As coyotes migrated into a new area there were occasional interbreedings with resident dogs or wolves. Earlier claims that all eastern coyotes were "coydogs" or "coywolves" seem to have been based on these early hybrids. But as the coyote became more numerous, they were able to find other coyotes as mates and breed true. Today's eastern coyote is best regarded as an evolving subspecies of coyote.

Coyotes are active all year long although we are more apt to be aware of them in the fall when their howling peaks. Howling and barking are social activities and maintain contact between adjacent groups. The screams and gargles we sometimes hear in the fall are produced by the young coyotes. Groups are usually small, two or three animals (although from the noise they make it may seem as if there are dozens), and may range over 20-25 square miles.

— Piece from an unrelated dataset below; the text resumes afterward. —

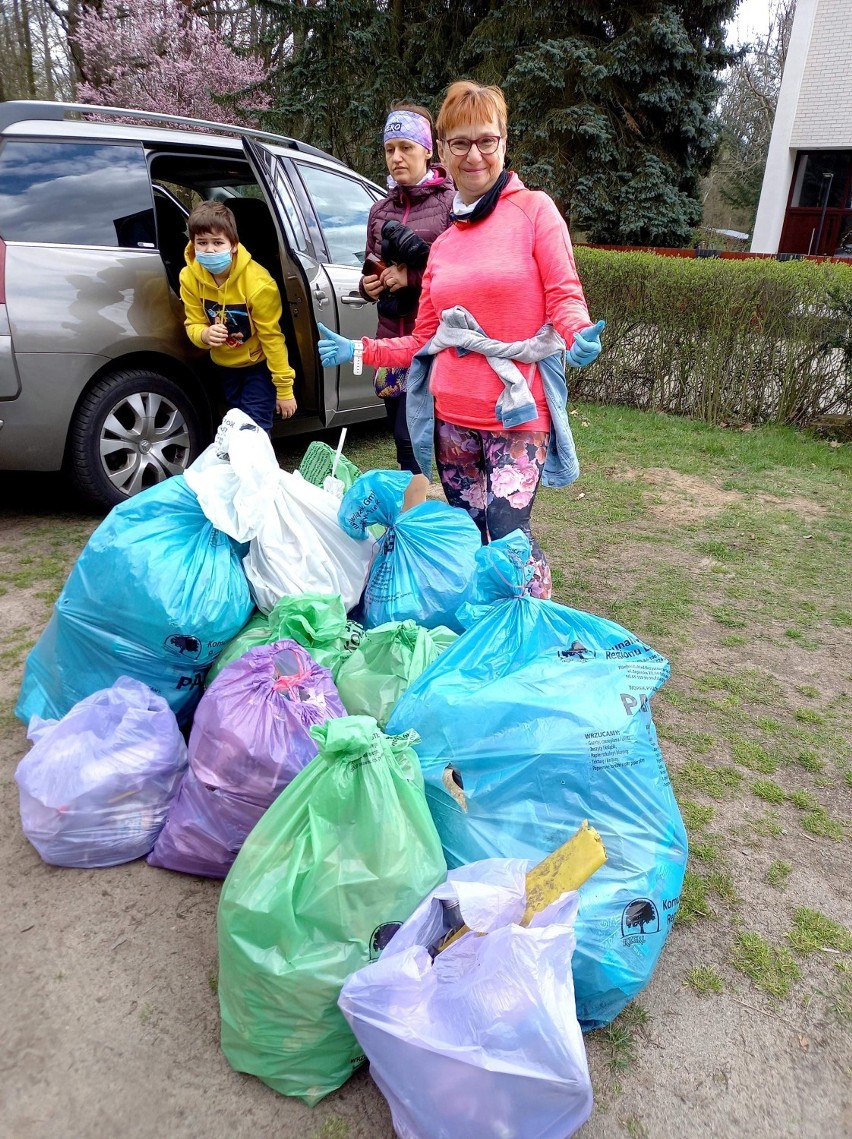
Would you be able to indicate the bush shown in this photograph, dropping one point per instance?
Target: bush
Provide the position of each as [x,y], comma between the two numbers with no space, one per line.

These predators are what ecologist call "opportunistic feeders," i.e. they will eat whatever is available. Coyotes stalk small animals by slowly creeping up from a distance, then pouncing. Two or more coyotes may chase larger prey and sometimes work in relays. When hunting, the coyotes usually travel single file, either on a path beaten down by other animals or on ones they create themselves.

For most of the year small animals like woodchucks, rabbits, squirrels, beaver, and mice along with fruits and grains make up the bulk of their diet. In the fall coyotes feed extensively on deer carrion. Usually these are deer that were wounded by hunters but which escaped and subsequently died. (Much of the deer meat coyotes eat is laced with fly pupae, indicating that the deer was already long dead before the coyotes got to it.) In winter adult deer may be taken along with the smaller animals.

In the spring and early summer coyotes do take fawns. The best evidence to date indicates that usually not enough fawns are taken to affect the size of the deer population. Given the fact that the deer herd in much of the East is increasing to the size where it damages the forests, predation of fawns by coyotes probably should not be a matter of concern. Coyote predation may even produce a healthier deer population by culling sick and weak animals.

Coyotes form pairs in the late fall and breed in February. The pups are born in April or May in a den made for the pups. Coyotes usually enlarge an abandoned burrow of some other animal, but may dig their own. At birth the pups are blind and helpless but by 4 weeks they can run along with the parents fairly well and begin to feed on solid flesh regurgitated by the parents. The pups are usually weaned off the mother's milk at about 9 weeks; the family abandons the den at about this time but stays together until fall while the young learn to fend for themselves. The young usually begin to reproduce their own litters when 2 years of age. They may live as much as 10-12 years in the wild but have lived up to 18 years in captivity.

Surveys show most people in northern New York enjoy having coyotes around. They enjoy hearing the calls at night and the chance to observe them as they go about their lives. Coyotes also have a beneficial effect on other scavengers in the Adirondacks such as fox, marten, fisher, eagles, and ravens that benefit from the scraps left by the coyotes. After the last wolves in the Adirondacks were killed, the numbers of ravens declined and by the 1950's ravens had disappeared. Today they are once again a viable part of the ecosystem.